One of the articles in this section describes the role of farmers in “downstream,” community-based crop improvement in several African countries where CIAT works. It also explains how our scientists are applying “upstream” biotechnology to enhance disease resistance and other traits in the crop genotypes passed on to farmers for evaluation and selection.

Growing for markets

African farmers, especially those with little land, are caught between a rock and a hard place. Their explanation, remarkably similar from place to place, goes something like this: “At the best of times, most of us can’t grow enough food to get our families through the hungry season between harvests. We need cash to buy the shortfall at local markets, usually when prices are high. To do this, some of us, usually the men, work for neighboring farmers or leave the area for temporary jobs in mines and city factories.”
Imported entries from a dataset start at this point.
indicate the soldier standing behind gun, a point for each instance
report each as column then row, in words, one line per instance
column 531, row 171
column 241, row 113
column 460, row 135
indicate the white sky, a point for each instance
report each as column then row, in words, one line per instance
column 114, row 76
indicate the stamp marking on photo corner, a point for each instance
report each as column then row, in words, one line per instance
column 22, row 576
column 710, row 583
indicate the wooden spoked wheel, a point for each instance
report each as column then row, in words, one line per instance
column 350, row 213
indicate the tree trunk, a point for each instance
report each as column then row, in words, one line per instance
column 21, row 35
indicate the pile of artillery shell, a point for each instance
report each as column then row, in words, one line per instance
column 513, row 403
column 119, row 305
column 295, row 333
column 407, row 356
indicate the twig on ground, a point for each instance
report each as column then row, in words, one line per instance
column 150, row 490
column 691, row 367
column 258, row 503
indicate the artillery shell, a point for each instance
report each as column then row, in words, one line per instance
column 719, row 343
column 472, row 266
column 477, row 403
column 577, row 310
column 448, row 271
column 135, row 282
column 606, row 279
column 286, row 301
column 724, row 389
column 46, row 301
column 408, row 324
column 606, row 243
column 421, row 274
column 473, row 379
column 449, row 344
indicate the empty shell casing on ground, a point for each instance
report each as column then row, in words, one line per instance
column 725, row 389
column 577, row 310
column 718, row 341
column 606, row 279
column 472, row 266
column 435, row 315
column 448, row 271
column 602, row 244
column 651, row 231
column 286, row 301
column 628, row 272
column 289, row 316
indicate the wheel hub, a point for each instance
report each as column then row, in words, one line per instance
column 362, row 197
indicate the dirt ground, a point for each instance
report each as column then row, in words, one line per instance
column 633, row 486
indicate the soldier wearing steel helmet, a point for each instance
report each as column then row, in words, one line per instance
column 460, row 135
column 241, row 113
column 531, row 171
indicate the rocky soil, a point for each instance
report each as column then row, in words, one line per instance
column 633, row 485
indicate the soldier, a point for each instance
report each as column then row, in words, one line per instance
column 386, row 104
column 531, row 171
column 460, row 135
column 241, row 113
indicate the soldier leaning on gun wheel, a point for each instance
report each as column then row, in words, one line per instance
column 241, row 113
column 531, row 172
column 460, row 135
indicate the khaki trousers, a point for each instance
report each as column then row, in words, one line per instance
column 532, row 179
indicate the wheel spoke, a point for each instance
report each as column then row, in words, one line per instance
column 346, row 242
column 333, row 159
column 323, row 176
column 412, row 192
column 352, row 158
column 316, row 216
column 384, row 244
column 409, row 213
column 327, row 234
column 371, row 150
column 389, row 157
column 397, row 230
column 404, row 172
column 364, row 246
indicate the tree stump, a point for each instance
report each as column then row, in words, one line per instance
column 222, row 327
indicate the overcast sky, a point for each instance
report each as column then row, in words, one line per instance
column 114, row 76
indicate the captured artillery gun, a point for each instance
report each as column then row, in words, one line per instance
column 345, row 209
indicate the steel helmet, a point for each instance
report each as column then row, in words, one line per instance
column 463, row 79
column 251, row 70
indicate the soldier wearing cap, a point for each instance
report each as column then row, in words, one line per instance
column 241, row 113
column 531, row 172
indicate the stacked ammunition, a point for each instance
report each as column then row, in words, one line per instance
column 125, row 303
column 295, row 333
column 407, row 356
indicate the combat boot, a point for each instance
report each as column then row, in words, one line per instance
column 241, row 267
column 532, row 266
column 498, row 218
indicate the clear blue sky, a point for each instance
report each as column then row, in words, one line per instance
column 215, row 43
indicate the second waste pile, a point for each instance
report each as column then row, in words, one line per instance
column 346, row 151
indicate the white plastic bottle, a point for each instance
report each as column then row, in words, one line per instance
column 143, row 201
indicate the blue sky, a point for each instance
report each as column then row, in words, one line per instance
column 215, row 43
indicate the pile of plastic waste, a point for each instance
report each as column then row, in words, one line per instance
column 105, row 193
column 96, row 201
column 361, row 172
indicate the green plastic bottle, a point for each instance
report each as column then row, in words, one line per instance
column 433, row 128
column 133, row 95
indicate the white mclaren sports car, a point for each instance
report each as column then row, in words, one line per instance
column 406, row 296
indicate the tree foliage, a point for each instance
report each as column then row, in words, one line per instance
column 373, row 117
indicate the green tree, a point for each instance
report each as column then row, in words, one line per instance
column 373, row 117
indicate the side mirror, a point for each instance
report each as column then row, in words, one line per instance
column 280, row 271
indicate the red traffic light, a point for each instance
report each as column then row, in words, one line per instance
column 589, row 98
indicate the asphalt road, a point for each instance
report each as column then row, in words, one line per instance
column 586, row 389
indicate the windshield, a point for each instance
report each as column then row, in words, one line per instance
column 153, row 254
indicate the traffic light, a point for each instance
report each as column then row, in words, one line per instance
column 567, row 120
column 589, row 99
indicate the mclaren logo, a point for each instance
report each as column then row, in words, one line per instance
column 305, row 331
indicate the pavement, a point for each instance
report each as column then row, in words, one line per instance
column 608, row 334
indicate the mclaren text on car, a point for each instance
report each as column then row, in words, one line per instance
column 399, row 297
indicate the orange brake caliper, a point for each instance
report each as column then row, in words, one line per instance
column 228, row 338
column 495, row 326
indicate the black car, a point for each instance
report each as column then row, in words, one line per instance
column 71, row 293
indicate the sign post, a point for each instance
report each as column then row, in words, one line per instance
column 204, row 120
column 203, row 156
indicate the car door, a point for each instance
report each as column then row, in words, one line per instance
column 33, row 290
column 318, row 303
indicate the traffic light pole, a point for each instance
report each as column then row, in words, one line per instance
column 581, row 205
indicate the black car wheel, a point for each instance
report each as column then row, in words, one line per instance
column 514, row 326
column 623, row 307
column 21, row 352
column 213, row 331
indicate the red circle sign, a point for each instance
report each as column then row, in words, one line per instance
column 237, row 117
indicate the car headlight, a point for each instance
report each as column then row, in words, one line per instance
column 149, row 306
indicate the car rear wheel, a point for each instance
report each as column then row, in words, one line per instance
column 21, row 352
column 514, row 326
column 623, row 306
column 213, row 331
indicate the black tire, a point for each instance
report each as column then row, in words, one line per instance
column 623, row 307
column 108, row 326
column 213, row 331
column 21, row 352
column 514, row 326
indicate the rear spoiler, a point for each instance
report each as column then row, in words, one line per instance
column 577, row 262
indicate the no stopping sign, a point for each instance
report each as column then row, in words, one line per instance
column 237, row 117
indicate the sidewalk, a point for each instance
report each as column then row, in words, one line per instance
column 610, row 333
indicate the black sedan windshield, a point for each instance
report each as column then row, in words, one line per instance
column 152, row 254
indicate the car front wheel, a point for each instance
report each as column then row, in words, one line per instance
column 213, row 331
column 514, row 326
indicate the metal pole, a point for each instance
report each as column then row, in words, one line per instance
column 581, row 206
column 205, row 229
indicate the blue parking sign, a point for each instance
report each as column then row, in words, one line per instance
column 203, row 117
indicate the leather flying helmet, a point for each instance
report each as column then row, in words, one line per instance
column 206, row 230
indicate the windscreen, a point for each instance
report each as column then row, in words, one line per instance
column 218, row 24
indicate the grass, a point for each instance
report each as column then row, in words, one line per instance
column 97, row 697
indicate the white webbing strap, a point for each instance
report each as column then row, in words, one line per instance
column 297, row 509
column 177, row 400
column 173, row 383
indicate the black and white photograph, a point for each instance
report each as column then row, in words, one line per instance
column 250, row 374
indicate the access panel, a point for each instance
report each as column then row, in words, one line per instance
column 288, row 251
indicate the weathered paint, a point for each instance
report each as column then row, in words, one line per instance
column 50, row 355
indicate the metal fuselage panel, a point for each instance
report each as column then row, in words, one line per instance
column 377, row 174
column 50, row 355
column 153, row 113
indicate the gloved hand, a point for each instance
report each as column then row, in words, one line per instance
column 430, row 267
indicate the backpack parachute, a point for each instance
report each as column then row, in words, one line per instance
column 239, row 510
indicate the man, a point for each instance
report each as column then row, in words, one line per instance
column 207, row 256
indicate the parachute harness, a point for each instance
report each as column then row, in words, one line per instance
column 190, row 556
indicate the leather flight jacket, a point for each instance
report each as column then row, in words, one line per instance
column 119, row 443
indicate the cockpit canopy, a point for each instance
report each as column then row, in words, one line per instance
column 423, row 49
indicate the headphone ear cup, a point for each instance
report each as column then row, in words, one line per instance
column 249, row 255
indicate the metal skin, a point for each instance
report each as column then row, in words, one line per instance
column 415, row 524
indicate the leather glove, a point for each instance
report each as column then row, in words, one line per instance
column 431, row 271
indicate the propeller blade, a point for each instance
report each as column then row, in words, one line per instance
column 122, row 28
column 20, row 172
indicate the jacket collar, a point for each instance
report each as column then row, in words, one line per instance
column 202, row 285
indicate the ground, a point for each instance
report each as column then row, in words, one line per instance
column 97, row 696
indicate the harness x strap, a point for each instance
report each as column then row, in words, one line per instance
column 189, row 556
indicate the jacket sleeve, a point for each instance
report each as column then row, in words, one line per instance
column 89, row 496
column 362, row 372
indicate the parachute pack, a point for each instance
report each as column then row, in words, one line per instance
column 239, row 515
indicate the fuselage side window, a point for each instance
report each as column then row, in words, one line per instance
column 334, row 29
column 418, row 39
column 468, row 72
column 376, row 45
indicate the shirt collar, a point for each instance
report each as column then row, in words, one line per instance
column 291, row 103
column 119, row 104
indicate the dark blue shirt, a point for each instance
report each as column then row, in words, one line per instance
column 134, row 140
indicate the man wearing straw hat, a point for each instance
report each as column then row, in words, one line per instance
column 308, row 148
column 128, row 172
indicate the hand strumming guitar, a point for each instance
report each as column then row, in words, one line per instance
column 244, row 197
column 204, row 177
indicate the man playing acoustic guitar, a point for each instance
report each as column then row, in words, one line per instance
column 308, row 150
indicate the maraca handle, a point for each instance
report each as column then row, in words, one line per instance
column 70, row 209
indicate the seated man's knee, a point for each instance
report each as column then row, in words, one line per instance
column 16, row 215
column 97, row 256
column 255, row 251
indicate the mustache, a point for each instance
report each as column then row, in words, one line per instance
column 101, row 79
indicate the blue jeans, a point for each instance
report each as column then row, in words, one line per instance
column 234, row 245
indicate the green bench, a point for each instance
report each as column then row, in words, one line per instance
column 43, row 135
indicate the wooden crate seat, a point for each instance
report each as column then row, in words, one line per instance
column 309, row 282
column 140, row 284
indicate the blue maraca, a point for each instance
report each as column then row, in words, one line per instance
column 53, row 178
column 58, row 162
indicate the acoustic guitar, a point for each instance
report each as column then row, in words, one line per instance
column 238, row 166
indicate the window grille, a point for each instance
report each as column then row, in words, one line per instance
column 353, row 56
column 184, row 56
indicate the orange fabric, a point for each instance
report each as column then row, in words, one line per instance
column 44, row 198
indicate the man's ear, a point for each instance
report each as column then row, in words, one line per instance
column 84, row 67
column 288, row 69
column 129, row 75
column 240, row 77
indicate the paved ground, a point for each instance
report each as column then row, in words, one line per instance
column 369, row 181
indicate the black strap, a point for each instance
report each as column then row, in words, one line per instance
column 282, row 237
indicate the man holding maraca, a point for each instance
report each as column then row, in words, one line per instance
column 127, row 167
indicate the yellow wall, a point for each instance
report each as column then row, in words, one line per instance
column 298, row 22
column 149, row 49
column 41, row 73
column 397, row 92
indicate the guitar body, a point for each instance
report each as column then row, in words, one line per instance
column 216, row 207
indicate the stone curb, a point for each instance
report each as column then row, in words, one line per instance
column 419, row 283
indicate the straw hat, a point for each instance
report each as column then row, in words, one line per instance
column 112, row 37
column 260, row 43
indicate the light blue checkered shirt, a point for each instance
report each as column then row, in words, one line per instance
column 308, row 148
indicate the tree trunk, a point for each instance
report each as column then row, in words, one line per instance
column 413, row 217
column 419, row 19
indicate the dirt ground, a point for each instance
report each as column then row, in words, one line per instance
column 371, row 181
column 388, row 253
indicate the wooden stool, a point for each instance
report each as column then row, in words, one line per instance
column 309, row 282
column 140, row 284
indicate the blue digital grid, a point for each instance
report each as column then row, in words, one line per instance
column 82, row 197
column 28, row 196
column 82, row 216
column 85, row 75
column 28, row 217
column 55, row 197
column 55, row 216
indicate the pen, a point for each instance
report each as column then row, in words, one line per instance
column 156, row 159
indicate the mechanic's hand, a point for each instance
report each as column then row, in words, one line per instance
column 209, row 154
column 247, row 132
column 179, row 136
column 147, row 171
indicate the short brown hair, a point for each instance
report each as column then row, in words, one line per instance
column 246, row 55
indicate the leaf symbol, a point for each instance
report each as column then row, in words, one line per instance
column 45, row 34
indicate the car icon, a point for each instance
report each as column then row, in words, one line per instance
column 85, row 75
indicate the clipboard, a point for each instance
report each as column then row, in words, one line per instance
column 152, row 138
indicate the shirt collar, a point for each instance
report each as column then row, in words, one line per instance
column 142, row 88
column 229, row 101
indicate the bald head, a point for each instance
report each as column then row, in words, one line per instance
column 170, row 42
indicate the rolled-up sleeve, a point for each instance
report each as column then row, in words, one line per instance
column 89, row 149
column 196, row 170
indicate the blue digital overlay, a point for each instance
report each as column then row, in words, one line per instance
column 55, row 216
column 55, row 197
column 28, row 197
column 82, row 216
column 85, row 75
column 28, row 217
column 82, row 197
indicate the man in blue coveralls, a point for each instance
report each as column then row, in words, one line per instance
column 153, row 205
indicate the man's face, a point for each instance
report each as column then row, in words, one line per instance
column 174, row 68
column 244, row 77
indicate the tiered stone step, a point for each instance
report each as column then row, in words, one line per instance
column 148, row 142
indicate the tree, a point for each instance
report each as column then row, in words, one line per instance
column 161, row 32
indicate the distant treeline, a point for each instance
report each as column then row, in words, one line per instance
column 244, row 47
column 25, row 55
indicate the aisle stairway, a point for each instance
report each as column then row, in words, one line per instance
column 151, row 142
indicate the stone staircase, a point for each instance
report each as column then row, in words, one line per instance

While sectoral diversification is critical to Africa’s economic progress, agriculture remains the foundation on which that future will be built. As some donors, like the Canadian International Development Agency (CIDA), have explicitly stated, renewed investment in African agricultural development is essential. But there are major hurdles to overcome. These include poorly developed channels for information on market opportunities and prices, inadequate roads and transport, high input prices, and bottlenecks in seed-production systems.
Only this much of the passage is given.